I am thinking to calculate the change in force and multiply it by change in distance...but what is change in distance?

work= INTEGRAL F(x)*dx from x=1 to 3

= INT (-a/x^3 + bx^2)dx over limits
= (a/2x^2 + bx^3/3) over limits
= a(1/18-1/2)+b(9-1/3) check that, I did it in my head.

To find the amount of work done by a force over a specific range, you need to calculate the integral of the force with respect to distance. In this case, the force is described by the equation F(x) = -a/x^3 + bx^2.
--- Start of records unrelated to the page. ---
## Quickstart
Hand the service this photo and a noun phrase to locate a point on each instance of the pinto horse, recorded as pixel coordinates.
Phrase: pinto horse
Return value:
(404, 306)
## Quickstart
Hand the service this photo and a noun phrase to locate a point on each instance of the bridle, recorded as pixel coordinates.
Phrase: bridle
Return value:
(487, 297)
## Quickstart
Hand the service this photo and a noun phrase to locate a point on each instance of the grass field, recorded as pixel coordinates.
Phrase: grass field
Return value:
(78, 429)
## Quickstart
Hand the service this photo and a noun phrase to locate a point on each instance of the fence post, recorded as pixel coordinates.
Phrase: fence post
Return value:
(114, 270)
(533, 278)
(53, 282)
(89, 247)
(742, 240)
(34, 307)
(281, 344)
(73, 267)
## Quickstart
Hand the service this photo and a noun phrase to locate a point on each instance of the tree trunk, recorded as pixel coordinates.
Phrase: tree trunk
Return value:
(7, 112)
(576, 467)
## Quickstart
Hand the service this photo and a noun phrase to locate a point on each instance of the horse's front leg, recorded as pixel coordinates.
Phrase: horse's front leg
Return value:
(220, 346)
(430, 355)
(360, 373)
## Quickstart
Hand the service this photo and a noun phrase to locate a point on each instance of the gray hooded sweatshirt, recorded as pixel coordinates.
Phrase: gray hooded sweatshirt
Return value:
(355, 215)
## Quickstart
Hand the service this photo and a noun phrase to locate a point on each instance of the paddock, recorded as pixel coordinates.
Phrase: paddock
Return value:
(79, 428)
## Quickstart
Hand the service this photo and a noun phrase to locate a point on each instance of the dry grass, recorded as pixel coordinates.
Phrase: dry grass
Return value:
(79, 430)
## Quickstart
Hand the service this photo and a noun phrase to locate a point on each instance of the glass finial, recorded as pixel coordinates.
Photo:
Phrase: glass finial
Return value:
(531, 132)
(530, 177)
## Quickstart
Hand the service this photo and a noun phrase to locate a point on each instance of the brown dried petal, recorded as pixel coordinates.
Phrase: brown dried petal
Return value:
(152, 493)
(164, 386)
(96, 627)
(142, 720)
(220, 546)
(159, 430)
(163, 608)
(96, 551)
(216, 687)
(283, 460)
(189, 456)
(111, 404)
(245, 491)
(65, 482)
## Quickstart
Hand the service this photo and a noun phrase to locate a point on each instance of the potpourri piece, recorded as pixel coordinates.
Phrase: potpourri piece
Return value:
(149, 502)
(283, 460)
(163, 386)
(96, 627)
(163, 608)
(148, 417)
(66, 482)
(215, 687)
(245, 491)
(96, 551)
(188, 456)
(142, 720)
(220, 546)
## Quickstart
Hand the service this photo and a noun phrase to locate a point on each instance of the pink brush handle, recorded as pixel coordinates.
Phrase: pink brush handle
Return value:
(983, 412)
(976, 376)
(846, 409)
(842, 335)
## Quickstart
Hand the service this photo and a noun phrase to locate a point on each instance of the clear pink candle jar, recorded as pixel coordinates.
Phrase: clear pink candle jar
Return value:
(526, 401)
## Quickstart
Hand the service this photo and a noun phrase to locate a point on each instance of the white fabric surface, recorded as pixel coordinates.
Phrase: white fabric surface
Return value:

To calculate the change in distance, you need to subtract the initial position from the final position. In this case, the initial position is x = 1 and the final position is x = 3. Therefore, the change in distance is Δx = 3 - 1 = 2.

Now, let's find the expression for the amount of work done. The work done by a force is given by the integral of the force multiplied by the differential of the distance:

W = ∫ F(x) dx

Since the force varies with x, we need to integrate over the range from x = 1 to x = 3:

W = ∫[1,3] (-a/x^3 + bx^2) dx

To evaluate this integral, we can split it into two separate integrals:

W = ∫[1,3] (-a/x^3) dx + ∫[1,3] (bx^2) dx

The first integral, ∫(-a/x^3) dx, can be rewritten as -a ∫(x^(-3)) dx. Integrating this gives:

W = (-a) * (-(1/2) * x^(-2)) |[1,3] + ∫[1,3] (bx^2) dx

Simplifying further:

W = (a/2) * (1/x^2) |[1,3] + ∫[1,3] (bx^2) dx

Evaluating the expression at the upper and lower limits of integration:

W = (a/2) * ((1/3^2) - (1/1^2)) + ∫[1,3] (bx^2) dx

W = (a/2) * ((1/9) - 1) + ∫[1,3] (bx^2) dx

Now, integrate the second integral:

W = (a/2) * ((1/9) - 1) + (b/3) * (x^3) |[1,3]

W = (a/2) * ((1/9) - 1) + (b/3) * (3^3 - 1^3)

Simplifying further:

W = (a/2) * (-8/9) + (b/3) * (26)

Now, you can substitute the values of the constants a and b given in the problem to obtain the final expression for the amount of work done by the force over the range x = 1 to x = 3.